At this point in my career, I’m not as interested in setting stories in Louisiana as I am in following what guides me and making that impetus interesting for readers. Writing teachers tell their students to write what they know, and that’s good advice. But that doesn’t suggest that a writer has to wallow exclusively in the local culture or their childhood. Cormac McCarthy is a Southerner, and his first novels were set in the South. Suttree, for example, seems hermetically sealed in Knoxville, Tennessee; following its success, one might have predicted that he would never abandon the American South. However, he moved out West, wrote Blood Meridian, and followed it with a series of great western novels. He left out the climate and class distinctions he grew up with but kept his love of ambitious vocabulary and athletic grammar. Although his later books focus on the hot, rocky and unfettered landscape of cowboys, they did not leave behind McCarthy’s fascination with the nature of evil and the mystical emanations of the earth.

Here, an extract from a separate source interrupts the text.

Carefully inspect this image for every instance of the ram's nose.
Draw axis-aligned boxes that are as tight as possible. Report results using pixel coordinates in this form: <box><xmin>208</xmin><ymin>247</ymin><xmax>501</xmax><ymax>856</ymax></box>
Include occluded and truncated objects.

When it comes to setting, Annie Proulx’s method of operation seems to be not so much write what you know as know what you write. Although she spent a great deal of her life in Vermont, Connecticut, and Canada, she so successfully captures Texas, Wyoming, and Newfoundland that she seems to be a native of those locations. She is a trained researcher and historian, and when she wants to set a tale in a specific place, she actually moves there for a considerable time. But what strikes me about her novels and stories is the guiding currents of New England hardnosed logic and tragic Puritan darkness. She has the ability to inhabit anyplace, proved by my favorite novel of hers, Accordion Crimes, which traverses a broad swath of the world. No matter where a writer moves their physical or creative world, the resulting fiction won’t change much if they know how to look at where they’ve landed.

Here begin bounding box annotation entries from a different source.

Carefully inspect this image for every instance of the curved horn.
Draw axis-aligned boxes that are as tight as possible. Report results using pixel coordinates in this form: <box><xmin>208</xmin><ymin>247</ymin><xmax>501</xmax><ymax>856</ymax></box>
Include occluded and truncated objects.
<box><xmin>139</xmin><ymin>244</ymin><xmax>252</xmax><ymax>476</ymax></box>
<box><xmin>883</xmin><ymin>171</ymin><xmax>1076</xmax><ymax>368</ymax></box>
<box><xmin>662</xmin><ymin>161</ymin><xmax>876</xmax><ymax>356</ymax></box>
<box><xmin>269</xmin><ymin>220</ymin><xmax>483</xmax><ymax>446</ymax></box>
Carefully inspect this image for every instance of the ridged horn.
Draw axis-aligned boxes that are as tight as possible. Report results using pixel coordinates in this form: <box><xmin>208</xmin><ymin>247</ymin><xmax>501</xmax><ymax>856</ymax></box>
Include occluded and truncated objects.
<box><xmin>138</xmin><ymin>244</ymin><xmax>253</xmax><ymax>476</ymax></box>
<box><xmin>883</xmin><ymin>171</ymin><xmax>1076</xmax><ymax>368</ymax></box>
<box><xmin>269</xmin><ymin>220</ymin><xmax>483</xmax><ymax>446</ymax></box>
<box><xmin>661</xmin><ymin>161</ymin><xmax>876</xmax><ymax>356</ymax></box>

There is no objectively best place to set a work of fiction. Sometimes childhood can be a treasure chest of potential narratives. As a teenager, Ernest Gaines moved from a Louisiana plantation to the West Coast, and when he began to write, he tried to set stories in California. This didn’t seem to work as well as he wanted, so he began to fashion his stories out of his memories of Louisiana: the tough love of his relatives, the poverty of the rural South. He was so successful at this that he moved back to reconnect with his roots, eventually building a home on part of the plantation where he was raised. His stories, like the Pulitzer Prize-nominated novel A Lesson Before Dying, draw from his personal experience to illuminate the conditions of African Americans living in the South after World War II. In Gaines’ work, the setting reflects and enhances the thematic concerns.
As a writer, I focus on working-class people who face ethical questions or people who suffer attacks of conscience. My Minnesota story did just that. It was about blue collar workers and machinery, two of my favorite topics. And although I’m thinking of setting my next stories in West Texas, Detroit, California, Mexico, with a return to southern Louisiana, my characters will always bear with them what I learned about hard work in an early 1950s oil patch town. My stories will still show tough experiences cut with a dollop of humor and will be full of the undereducated people I love, seasoned with compassion learned from raising my children and from the 33 years I spent teaching story-writing to students who resisted the thought that they owned their own unique literary territory—that real street running past their homes and the characters walking on it.